Any luck on figuring out what is happening?
By: Brandon Kruse (bkruse) 2008-11-13 13:41:40.000-0600

Didn't see that you posted it without optimization!

Have you tried with trunk? 1.6.0x and 1.6.1 even, are very different (as far as manager is concerned). 1.6.1 would be a little safer than trunk, and should still have a multitude of changes.

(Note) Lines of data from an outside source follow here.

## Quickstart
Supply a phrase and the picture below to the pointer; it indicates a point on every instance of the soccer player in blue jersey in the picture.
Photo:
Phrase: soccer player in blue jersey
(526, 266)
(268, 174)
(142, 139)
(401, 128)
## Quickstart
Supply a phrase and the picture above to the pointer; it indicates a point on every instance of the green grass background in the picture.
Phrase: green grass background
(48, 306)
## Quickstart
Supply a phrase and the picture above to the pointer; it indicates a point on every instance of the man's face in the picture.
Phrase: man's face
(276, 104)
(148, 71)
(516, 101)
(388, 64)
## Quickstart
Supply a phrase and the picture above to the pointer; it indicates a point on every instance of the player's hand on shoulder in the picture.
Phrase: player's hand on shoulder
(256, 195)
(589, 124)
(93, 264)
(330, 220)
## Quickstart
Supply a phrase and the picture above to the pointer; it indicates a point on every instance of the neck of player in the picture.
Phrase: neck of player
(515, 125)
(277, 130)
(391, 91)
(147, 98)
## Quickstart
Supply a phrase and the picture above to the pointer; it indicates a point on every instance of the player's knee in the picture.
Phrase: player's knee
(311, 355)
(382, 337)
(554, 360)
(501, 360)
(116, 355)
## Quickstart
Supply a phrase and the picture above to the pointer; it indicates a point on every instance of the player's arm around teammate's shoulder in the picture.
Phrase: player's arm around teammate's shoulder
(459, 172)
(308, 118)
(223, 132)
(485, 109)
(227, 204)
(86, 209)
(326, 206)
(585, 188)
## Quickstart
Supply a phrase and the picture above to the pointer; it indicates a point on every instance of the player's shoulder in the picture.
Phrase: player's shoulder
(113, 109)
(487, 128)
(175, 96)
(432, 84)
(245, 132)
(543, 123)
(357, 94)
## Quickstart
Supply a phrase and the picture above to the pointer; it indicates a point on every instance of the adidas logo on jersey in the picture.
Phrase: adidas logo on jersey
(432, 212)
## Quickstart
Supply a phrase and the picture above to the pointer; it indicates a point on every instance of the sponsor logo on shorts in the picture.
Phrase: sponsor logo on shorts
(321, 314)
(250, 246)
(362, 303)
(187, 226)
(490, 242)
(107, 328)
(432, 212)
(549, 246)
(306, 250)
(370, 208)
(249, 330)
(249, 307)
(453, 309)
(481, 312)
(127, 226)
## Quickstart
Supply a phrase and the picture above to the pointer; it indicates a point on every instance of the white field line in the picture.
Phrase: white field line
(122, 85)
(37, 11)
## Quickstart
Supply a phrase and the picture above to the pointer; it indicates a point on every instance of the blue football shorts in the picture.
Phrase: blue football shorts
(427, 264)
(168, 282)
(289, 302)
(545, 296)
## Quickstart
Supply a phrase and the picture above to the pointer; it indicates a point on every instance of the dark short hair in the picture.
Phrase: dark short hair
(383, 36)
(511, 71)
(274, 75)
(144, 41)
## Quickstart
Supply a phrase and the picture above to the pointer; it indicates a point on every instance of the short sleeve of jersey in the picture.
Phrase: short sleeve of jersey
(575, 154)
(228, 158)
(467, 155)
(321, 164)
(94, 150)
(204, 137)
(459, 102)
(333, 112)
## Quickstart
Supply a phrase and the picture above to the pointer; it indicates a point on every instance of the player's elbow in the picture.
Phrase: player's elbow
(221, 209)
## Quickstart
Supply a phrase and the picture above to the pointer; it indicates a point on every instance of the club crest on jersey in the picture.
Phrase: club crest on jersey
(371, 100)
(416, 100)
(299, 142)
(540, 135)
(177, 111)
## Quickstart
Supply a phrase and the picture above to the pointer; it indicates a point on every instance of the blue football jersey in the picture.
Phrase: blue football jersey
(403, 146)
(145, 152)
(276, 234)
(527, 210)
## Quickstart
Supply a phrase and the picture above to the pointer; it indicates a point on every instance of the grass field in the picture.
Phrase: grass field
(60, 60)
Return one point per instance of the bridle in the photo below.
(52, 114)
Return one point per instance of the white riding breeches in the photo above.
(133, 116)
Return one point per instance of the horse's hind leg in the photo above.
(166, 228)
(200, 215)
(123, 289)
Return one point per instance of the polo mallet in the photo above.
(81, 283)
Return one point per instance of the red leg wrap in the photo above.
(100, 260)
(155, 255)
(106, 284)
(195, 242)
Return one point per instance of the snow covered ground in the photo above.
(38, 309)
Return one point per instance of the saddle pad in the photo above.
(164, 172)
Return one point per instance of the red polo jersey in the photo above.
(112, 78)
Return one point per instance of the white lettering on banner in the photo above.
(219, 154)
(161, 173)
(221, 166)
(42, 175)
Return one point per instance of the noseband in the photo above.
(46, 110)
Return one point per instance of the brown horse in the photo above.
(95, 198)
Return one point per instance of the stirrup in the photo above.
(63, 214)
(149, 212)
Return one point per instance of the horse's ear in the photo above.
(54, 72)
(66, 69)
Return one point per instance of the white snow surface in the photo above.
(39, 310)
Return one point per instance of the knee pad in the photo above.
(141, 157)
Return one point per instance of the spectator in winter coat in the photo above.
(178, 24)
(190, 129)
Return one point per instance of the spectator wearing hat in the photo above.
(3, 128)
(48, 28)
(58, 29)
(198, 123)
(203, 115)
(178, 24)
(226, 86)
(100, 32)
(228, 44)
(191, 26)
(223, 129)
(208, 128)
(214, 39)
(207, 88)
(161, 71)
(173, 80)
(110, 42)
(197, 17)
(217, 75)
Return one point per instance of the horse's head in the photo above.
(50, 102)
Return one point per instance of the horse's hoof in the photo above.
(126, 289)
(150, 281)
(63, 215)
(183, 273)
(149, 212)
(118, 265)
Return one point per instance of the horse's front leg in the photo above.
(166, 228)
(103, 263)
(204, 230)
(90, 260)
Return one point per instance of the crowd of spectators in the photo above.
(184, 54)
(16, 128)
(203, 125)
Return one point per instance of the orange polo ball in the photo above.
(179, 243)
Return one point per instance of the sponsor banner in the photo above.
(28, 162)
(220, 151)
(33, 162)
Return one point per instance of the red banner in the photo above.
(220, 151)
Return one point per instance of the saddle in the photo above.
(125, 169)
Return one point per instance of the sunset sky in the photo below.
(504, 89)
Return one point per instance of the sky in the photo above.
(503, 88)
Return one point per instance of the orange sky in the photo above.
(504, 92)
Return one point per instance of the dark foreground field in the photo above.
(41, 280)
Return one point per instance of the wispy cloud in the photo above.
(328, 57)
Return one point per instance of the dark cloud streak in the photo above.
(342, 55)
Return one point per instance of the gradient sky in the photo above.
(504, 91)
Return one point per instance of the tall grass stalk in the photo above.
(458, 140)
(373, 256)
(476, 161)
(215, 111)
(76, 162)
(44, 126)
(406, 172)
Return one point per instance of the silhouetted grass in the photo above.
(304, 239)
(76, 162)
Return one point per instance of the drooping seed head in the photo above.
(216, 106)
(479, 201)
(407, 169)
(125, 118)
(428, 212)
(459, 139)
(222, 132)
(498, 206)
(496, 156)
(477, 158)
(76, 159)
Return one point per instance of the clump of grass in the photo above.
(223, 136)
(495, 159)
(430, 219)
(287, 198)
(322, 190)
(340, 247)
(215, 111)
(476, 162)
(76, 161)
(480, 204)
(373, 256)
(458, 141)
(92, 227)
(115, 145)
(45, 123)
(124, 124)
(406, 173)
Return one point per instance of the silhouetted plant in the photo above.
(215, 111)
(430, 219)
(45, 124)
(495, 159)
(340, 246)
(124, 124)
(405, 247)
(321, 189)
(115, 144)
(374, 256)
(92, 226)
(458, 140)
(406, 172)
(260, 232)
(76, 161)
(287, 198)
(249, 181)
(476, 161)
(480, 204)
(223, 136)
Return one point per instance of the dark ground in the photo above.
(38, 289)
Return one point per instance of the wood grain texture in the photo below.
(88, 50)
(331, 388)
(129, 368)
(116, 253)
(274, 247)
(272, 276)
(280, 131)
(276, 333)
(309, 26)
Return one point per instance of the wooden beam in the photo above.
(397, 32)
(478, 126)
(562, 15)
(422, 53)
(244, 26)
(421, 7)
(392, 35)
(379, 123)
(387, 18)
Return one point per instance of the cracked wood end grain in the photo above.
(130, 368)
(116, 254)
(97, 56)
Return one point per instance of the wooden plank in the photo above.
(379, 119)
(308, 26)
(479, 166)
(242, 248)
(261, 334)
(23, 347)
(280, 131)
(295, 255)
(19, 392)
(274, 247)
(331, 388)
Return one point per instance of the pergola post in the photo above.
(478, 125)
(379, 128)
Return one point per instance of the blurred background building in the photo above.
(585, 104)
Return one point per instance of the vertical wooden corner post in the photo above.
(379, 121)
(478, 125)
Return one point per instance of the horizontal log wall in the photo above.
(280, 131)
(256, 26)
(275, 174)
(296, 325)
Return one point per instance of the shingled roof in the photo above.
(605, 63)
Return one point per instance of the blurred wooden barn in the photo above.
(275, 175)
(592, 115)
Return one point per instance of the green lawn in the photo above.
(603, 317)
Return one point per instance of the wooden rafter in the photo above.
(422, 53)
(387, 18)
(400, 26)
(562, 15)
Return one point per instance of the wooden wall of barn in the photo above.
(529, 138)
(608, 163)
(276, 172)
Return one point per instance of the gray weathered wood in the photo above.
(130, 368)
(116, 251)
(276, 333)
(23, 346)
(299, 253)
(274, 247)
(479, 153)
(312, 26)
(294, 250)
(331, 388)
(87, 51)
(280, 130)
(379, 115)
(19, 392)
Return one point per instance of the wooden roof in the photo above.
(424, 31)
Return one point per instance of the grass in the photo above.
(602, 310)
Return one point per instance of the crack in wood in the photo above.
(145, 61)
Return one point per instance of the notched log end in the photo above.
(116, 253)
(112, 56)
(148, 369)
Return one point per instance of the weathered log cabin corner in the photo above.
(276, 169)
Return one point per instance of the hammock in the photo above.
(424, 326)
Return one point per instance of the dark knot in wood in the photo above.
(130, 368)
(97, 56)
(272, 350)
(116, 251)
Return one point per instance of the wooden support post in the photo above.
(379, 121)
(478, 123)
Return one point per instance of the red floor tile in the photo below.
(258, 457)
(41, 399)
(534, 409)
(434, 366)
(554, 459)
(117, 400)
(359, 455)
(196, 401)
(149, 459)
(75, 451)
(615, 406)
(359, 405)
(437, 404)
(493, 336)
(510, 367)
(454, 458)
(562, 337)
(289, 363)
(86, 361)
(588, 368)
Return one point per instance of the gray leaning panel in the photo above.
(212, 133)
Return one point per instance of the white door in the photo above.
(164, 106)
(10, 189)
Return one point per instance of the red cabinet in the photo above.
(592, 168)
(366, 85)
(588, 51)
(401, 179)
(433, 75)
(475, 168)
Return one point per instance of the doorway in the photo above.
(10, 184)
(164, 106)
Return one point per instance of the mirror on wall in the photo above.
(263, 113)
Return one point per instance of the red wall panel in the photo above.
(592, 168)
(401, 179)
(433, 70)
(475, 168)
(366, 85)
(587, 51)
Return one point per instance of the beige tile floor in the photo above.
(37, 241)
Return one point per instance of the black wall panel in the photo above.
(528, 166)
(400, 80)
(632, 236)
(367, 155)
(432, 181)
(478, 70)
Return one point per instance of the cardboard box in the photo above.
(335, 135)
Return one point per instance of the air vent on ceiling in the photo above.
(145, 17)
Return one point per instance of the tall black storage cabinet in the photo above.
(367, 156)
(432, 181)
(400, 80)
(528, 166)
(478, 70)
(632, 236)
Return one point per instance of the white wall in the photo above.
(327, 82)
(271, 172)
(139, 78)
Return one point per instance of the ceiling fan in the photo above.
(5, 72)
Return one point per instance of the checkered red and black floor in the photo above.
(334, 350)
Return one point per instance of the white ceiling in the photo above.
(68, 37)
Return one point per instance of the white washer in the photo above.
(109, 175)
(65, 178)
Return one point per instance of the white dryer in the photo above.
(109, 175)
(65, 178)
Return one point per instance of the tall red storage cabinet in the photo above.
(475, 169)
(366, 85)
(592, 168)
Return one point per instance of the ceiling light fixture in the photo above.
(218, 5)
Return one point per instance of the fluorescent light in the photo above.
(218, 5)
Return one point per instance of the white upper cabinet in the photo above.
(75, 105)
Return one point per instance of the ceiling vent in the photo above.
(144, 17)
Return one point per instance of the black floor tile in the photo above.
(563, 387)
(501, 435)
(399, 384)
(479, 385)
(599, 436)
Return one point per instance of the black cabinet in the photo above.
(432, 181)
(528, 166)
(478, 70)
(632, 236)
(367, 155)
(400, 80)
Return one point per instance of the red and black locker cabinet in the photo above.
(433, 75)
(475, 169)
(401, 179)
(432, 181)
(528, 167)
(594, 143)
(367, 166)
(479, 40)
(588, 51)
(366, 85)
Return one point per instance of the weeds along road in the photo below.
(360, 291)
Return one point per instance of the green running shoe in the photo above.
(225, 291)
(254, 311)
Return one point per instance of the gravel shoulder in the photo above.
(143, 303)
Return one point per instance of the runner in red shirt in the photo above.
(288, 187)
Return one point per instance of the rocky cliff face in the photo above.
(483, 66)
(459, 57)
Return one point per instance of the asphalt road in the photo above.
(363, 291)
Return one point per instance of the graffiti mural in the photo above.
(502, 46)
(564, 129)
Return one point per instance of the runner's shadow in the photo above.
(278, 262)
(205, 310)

We could make those functions null-safe, but it would just be covering up the problem.

What is the ulimit on your server? And the ulimit -n?

-bk
By: Ben Hubbard (hubbaba) 2008-11-14 08:40:17.000-0600

I'll try 1.6.1 and let you know what I find out. I agree that covering for null is not the right solution.

Also, ulimit is ulimited and ulimit -n is 1024.
By: Brandon Kruse (bkruse) 2008-11-14 16:27:24.000-0600

How much memory is in the box?

If around 4 gigs or more, try:

ulimit -n 999999

That will allow us to see if it's because there are not fd's available or not.

The box will most likely crash, but hopefully in a more useful way.

-bk
By: Ben Hubbard (hubbaba) 2008-11-15 10:58:12.000-0600

I have 4GB ram in my laptop where I am testing now. I'll give it a shot and let you know what I find out.
By: Tilghman Lesher (tilghman) 2009-01-16 14:13:41.000-0600

hubbaba: any further updates?
By: Tilghman Lesher (tilghman) 2009-01-29 15:23:37.000-0600

There has been no response or update from the reporter in 2 months. If this is still occurring, please feel free to reopen this issue. Closing.